Criminals are mainly using rental properties advertised through social media for their cannabis farms, hoping that in this way they can avoid formal checks. Taking on a reputable letting agency to find tenants is a lower risk option.

Police have warned that criminals often use a ‘front couple’ to visit a property. After they have taken possession of the property, they will disappear without a trace, to be replaced by the criminals, who will then convert the property into a cannabis factory.

This is why it is really important to visit regularly and ensure that the person you rented to is actually the person occupying the property.

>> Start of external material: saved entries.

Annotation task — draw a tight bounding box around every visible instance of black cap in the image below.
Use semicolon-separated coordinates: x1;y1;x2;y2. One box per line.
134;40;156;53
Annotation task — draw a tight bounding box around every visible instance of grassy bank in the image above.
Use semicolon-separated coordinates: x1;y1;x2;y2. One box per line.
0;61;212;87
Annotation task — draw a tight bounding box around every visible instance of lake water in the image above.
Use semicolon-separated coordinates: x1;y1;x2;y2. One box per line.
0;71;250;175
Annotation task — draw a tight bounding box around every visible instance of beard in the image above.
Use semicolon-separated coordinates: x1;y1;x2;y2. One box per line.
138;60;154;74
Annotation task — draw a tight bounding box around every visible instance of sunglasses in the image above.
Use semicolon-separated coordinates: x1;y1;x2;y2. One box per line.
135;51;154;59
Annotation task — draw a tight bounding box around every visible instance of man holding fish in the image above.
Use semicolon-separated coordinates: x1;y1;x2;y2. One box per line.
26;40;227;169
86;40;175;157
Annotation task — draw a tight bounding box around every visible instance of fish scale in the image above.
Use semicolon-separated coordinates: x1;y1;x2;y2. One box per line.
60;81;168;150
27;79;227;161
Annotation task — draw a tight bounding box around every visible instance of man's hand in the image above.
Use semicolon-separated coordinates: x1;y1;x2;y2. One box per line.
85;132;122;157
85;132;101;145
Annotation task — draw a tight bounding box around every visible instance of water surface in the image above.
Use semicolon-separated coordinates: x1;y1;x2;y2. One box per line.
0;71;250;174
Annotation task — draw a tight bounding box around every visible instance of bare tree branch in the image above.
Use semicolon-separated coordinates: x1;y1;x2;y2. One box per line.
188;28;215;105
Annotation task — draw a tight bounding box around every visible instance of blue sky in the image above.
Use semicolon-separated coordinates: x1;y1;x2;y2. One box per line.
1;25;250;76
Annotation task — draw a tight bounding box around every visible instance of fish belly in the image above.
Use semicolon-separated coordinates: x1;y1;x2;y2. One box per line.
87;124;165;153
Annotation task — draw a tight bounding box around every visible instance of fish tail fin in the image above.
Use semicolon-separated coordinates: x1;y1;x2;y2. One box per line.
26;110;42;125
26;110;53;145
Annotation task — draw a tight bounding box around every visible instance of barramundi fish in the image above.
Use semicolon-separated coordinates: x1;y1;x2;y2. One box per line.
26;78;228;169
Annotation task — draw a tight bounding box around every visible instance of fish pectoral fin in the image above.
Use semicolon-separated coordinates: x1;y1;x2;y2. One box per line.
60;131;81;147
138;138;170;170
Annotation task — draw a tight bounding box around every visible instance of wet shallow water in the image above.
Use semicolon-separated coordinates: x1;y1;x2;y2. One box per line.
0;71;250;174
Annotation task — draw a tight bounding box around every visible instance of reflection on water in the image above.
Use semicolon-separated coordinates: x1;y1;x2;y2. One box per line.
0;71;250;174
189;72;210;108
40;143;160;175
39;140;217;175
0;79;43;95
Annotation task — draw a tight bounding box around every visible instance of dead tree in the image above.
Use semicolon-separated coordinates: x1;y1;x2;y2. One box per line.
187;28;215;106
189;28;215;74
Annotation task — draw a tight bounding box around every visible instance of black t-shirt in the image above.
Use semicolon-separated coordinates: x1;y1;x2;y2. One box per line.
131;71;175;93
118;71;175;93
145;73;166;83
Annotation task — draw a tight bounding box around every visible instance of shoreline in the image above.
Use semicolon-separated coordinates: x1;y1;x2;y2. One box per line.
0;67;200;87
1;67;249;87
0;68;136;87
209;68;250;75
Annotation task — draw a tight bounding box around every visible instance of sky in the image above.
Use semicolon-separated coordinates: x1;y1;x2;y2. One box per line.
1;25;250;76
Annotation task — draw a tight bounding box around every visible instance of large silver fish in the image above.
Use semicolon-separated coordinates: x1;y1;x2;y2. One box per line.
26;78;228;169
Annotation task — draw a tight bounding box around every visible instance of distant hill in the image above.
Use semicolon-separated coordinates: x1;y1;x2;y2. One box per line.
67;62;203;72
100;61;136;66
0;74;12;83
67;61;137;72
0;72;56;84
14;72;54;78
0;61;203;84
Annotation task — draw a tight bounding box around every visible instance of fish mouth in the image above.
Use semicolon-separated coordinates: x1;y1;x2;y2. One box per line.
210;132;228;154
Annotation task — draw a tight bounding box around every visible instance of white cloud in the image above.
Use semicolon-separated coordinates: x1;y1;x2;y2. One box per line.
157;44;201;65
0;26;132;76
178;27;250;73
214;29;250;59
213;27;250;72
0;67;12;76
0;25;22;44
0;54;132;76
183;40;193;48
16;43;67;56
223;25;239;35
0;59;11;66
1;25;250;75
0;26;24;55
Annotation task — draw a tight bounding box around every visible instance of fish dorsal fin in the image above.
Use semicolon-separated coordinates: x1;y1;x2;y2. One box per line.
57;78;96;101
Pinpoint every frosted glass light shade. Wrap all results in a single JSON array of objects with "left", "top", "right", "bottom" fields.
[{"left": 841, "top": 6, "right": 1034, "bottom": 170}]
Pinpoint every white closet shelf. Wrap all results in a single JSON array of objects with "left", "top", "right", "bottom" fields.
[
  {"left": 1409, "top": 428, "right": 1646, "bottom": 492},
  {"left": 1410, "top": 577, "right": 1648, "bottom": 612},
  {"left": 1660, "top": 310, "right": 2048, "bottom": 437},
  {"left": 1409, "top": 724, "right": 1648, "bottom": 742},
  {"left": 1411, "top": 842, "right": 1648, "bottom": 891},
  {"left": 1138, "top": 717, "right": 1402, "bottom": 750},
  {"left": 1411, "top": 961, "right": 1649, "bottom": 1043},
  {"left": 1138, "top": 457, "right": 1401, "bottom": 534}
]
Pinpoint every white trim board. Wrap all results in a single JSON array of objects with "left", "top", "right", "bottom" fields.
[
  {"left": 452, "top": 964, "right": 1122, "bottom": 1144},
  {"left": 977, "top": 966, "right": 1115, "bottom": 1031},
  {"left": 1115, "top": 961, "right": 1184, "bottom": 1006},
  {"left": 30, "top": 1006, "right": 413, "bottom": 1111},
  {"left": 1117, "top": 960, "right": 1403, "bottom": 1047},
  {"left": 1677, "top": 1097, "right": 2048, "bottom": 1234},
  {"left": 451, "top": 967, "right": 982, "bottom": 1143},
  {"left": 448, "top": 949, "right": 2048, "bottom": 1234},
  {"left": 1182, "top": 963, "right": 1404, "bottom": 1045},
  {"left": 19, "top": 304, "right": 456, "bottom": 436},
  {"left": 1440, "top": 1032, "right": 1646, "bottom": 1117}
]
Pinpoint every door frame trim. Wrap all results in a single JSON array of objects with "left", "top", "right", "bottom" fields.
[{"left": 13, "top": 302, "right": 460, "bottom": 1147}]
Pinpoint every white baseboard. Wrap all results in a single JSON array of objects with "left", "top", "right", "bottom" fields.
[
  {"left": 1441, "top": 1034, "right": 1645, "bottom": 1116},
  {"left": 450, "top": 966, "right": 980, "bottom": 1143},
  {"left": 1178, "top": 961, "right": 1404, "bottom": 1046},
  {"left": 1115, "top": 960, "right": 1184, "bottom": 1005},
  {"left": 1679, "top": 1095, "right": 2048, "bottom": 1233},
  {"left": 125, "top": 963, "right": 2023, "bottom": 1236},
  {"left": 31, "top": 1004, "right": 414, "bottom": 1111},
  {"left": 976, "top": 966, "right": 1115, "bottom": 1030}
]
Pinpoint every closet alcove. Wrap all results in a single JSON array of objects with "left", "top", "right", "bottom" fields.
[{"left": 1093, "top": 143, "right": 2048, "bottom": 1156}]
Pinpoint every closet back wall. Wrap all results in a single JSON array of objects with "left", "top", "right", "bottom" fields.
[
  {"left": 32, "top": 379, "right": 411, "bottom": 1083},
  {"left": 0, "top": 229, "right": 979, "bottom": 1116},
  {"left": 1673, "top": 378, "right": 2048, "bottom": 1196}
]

Even if the tenant is genuine, remember that many criminals will go to great lengths to portray themselves as an ideal tenant in order to find the perfect property.

So, even if you think you have found a great tenant, it is still important to carry out regular visits to the property.

3. Carry out thorough checks

“Unfortunately, criminals are very good at coming up with false papers, so you need to make sure the referencing is really thorough. Bank statements, driving licences and utility bills all need to match up, too.”

– Paul Shamplina, Hamilton Fraser brand ambassador and founder of Landlord Action

It is vital that landlords and letting agents carry out thorough due diligence to confirm that tenants are who they say they are and that they are traceable.

Paul Shamplina, Hamilton Fraser brand ambassador and founder of Landlord Action, says: “Landlords are understandably keen to get a tenant into their property, but it’s a false economy to skimp on referencing as the costs in terms of repairs and lost rent can run into hundreds of thousands of pounds.”

Paul advises landlords to be wary of prospective tenants who offer to pay several months’ rent in advance, want to keep utility bills in the landlord’s name and ask for complete privacy (no inspections).